DaYu-Tracker

DaYu-Tracker is a comprehensive HDF5 I/O monitoring and analysis toolkit that provides detailed insights into HDF5 program I/O patterns at multiple levels. It consists of two main components:

VOL (Virtual Object Layer) Tracker: Monitors HDF5 object-level operations (datasets, groups, attributes)
VFD (Virtual File Driver) Tracker: Monitors low-level POSIX I/O operations

Overview

DaYu-Tracker enables researchers and developers to:

Monitor HDF5 I/O patterns at both object and file system levels
Analyze data dependencies between tasks and files in complex workflows
Generate interactive visualizations including Sankey diagrams showing data flow
Profile I/O performance and identify bottlenecks
Track file access patterns across distributed workflows

Architecture

VOL Tracker

Purpose: Monitors HDF5 object operations (datasets, groups, attributes)
Implementation: HDF5 Passthrough VOL connector
Tracks: Object creation, read/write operations, metadata access
Output: JSON logs with object-level I/O statistics

VFD Tracker

Purpose: Monitors low-level POSIX I/O operations
Implementation: HDF5 Virtual File Driver plugin
Tracks: File opens/closes, read/write operations, memory mapping
Output: JSON logs with file-level I/O statistics

Prerequisites

System Requirements

HDF5: Version 1.14.0 or higher (requires C, CXX, and HDF5_HL_LIBRARIES)
Python: 3.7+ with h5py 3.8.0
Build Tools: CMake 3.10+, C++17 compatible compiler

Installing HDF5 with Spack (Recommended)

spack install hdf5@1.14+cxx+hl~mpi

Installing h5py

YOUR_HDF5_PATH="`which h5cc |sed 's/.\{9\}$//'`"
echo $YOUR_HDF5_PATH  # Verify the path is correct
python3 -m pip uninstall h5py
HDF5_MPI="OFF" HDF5_DIR=$YOUR_HDF5_PATH python3 -m pip install --no-binary=h5py h5py==3.8.0

Installation

Clone the repository:

git clone https://github.com/candiceT233/dayu-tracker.git
cd dayu-tracker
git submodule update --init --recursive

Build the project:

mkdir build
cd build
ccmake -DCMAKE_INSTALL_PREFIX=$(pwd) ..
make -j$(nproc)

Usage

1. Setting Up Task Names

Before running your HDF5 application, you need to set up task names for tracking.
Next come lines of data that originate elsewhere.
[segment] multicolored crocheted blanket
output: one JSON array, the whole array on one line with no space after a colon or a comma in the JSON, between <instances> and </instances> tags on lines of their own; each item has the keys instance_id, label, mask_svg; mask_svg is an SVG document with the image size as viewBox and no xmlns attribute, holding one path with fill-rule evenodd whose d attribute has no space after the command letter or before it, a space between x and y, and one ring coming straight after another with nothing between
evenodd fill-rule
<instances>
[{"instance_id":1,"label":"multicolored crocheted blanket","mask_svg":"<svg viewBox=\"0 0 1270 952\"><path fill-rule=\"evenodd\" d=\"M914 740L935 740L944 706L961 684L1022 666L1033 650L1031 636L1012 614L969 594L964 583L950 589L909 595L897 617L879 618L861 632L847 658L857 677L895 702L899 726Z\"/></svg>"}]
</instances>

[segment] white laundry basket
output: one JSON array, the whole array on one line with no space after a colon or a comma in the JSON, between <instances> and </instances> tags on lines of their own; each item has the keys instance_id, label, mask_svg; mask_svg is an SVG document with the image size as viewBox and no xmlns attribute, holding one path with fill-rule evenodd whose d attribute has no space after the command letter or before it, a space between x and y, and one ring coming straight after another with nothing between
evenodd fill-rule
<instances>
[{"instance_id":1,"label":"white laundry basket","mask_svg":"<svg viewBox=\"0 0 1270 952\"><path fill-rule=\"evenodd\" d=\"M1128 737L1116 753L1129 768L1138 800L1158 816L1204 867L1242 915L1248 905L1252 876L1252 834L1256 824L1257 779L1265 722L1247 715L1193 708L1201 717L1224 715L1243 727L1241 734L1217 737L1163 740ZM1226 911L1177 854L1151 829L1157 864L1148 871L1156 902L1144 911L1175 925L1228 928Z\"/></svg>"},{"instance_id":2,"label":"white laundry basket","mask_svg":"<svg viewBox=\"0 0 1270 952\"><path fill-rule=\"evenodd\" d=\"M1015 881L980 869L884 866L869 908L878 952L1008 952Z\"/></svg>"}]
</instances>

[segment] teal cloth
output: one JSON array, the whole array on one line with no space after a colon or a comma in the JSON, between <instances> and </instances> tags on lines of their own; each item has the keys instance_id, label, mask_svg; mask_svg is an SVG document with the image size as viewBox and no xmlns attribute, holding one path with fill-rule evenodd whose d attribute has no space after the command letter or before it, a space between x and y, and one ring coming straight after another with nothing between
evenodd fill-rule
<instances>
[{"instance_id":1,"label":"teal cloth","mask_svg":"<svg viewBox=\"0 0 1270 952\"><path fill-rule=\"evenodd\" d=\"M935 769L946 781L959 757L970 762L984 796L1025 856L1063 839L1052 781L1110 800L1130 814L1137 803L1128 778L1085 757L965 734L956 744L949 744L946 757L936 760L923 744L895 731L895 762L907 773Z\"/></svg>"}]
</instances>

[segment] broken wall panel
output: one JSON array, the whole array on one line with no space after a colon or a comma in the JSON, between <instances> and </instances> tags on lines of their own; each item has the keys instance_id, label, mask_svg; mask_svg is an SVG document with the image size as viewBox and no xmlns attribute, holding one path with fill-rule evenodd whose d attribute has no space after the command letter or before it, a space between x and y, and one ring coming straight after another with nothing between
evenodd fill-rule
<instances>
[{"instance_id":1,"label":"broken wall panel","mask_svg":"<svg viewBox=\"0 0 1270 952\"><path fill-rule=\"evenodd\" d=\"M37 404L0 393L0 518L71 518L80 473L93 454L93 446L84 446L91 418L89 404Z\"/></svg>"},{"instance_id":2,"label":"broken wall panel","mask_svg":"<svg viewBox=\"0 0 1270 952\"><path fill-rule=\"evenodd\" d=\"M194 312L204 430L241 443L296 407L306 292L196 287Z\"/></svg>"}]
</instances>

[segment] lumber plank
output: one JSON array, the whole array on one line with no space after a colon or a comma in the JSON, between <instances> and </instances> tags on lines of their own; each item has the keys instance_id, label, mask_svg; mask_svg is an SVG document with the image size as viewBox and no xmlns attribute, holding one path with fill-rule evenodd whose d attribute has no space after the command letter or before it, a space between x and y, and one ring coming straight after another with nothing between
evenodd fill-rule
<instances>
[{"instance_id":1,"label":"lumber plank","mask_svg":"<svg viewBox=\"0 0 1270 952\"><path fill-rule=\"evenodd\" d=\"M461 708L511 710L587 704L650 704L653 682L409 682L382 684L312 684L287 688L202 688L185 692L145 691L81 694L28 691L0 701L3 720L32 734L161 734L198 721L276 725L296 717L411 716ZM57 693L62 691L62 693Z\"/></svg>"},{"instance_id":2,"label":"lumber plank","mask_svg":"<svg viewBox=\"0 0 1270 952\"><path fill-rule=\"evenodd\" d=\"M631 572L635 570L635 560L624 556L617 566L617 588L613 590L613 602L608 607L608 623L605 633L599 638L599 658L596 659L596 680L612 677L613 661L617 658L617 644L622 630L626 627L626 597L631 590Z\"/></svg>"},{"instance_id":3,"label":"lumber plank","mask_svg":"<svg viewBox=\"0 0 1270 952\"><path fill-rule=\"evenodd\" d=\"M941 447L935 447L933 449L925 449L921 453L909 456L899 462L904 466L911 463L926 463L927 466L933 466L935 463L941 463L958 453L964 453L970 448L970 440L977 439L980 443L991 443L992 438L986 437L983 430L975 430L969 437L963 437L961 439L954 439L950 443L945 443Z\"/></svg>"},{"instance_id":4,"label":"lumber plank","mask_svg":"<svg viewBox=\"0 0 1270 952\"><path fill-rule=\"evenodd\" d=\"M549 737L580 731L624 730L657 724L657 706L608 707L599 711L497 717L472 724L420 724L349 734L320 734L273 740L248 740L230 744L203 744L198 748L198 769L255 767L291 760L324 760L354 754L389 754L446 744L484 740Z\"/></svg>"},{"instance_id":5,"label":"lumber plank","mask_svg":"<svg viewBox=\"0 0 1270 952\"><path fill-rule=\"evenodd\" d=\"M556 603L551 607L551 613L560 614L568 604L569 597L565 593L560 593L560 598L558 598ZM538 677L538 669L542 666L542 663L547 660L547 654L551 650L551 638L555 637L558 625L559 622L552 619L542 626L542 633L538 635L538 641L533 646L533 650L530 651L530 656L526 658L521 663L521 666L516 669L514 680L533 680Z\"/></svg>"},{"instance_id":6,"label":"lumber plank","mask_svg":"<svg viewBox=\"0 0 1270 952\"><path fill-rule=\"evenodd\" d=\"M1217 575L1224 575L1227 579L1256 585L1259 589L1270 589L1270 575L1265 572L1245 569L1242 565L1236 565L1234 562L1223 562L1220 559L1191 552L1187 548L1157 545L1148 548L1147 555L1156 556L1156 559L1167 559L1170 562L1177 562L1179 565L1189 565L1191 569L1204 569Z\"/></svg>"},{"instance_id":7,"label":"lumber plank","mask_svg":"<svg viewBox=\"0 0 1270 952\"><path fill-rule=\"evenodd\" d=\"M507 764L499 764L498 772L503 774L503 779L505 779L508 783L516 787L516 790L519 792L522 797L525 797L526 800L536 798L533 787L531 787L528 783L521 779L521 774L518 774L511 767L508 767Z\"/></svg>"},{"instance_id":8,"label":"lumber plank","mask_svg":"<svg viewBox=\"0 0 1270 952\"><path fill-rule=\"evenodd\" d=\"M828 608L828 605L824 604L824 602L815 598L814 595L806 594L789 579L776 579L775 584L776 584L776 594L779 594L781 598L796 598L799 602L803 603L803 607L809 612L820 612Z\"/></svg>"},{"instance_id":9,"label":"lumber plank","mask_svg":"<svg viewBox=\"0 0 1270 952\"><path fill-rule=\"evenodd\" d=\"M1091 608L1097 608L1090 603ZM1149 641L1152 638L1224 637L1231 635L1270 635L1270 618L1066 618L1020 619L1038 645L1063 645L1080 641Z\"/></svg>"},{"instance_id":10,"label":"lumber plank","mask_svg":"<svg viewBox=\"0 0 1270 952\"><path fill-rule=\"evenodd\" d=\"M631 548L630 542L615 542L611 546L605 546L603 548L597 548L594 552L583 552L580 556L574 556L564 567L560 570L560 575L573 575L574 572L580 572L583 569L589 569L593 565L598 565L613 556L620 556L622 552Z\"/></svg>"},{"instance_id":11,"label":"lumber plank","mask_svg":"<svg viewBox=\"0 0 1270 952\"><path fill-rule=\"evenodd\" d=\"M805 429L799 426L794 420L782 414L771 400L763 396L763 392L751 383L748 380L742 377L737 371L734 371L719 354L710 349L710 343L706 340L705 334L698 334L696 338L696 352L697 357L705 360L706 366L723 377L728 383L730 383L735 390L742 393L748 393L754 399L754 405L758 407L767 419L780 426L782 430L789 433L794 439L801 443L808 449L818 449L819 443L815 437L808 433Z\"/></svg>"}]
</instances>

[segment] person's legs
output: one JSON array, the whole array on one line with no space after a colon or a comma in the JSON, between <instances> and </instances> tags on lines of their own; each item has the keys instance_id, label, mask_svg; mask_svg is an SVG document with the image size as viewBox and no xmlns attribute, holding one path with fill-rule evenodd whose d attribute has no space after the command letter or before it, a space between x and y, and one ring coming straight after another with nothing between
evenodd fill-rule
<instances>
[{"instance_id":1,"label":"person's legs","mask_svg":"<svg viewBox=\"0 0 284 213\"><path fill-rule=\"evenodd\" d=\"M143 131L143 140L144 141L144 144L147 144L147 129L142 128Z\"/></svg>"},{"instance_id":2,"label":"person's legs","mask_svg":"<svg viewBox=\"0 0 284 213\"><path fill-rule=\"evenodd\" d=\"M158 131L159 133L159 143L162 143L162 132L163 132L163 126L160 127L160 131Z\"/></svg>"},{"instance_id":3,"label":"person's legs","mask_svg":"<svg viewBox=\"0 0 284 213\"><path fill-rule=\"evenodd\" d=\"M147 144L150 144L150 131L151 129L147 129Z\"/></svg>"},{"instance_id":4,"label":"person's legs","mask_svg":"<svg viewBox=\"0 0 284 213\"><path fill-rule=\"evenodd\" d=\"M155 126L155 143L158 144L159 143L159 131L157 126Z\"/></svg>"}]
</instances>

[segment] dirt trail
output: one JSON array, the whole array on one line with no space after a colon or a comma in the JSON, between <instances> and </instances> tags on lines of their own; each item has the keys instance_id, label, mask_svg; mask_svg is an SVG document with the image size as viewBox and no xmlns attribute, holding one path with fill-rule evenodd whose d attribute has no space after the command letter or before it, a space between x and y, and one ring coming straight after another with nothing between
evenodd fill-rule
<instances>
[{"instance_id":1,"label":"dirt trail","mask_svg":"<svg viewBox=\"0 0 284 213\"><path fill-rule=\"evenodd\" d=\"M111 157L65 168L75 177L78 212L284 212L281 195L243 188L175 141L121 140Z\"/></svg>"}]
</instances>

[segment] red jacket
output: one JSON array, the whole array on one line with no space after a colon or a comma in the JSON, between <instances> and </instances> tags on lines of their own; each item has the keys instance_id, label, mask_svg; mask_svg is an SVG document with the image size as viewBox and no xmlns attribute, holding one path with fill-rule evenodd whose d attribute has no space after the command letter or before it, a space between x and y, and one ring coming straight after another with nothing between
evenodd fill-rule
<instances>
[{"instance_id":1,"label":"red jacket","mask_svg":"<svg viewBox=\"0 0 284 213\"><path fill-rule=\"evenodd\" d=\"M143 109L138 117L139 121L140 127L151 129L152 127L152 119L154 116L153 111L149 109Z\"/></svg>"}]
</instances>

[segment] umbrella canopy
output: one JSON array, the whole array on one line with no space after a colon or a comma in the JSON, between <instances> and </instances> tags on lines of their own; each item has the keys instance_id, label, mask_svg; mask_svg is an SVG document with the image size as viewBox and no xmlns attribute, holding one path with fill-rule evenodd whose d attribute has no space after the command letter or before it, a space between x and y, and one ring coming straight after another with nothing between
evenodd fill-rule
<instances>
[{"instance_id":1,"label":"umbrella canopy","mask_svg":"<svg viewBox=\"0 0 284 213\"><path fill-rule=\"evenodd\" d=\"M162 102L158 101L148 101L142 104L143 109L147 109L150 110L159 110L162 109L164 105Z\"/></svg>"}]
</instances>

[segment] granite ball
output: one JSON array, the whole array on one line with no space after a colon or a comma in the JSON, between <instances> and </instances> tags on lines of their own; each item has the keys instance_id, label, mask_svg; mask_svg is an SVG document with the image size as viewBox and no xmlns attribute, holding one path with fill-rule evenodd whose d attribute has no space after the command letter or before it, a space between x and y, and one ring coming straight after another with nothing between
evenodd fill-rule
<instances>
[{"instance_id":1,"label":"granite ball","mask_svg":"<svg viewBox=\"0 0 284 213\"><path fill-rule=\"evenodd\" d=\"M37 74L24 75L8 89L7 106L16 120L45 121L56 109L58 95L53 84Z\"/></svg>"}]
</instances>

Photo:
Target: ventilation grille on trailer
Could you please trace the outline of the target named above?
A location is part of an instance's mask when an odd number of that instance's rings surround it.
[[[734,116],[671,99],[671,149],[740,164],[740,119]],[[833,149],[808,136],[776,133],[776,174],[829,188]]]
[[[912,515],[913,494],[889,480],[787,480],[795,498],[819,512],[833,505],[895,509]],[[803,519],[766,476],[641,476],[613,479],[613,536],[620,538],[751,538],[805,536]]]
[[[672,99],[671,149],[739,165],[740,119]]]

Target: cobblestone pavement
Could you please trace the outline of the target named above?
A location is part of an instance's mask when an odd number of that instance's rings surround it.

Choose one of these methods:

Method A: Environment Variable (Simple)

export CURR_TASK="my_program"

Method B: File-based (Advanced)

export WORKFLOW_NAME="my_program"
export PATH_FOR_TASK_FILES="/tmp/$USER/$WORKFLOW_NAME"
mkdir -p $PATH_FOR_TASK_FILES

# Clear existing task files
> $PATH_FOR_TASK_FILES/${WORKFLOW_NAME}_vfd.curr_task
> $PATH_FOR_TASK_FILES/${WORKFLOW_NAME}_vol.curr_task

# Set current task
echo -n "$TASK_NAME" > $PATH_FOR_TASK_FILES/${WORKFLOW_NAME}_vfd.curr_task
echo -n "$TASK_NAME" > $PATH_FOR_TASK_FILES/${WORKFLOW_NAME}_vol.curr_task

2. Running with Both VOL and VFD Tracking

# Set paths
TRACKER_SRC_DIR="../build/src"
schema_file_path="$(pwd)"  # Directory to store log files

# Configure VOL connector
export HDF5_VOL_CONNECTOR="tracker under_vol=0;under_info={};path=$schema_file_path;level=2;format="

# Configure VFD
export HDF5_PLUGIN_PATH=$TRACKER_SRC_DIR/vfd:$TRACKER_SRC_DIR/vol
export HDF5_DRIVER=hdf5_tracker_vfd
export HDF5_DRIVER_CONFIG="${schema_file_path};${TRACKER_VFD_PAGE_SIZE:-8192}"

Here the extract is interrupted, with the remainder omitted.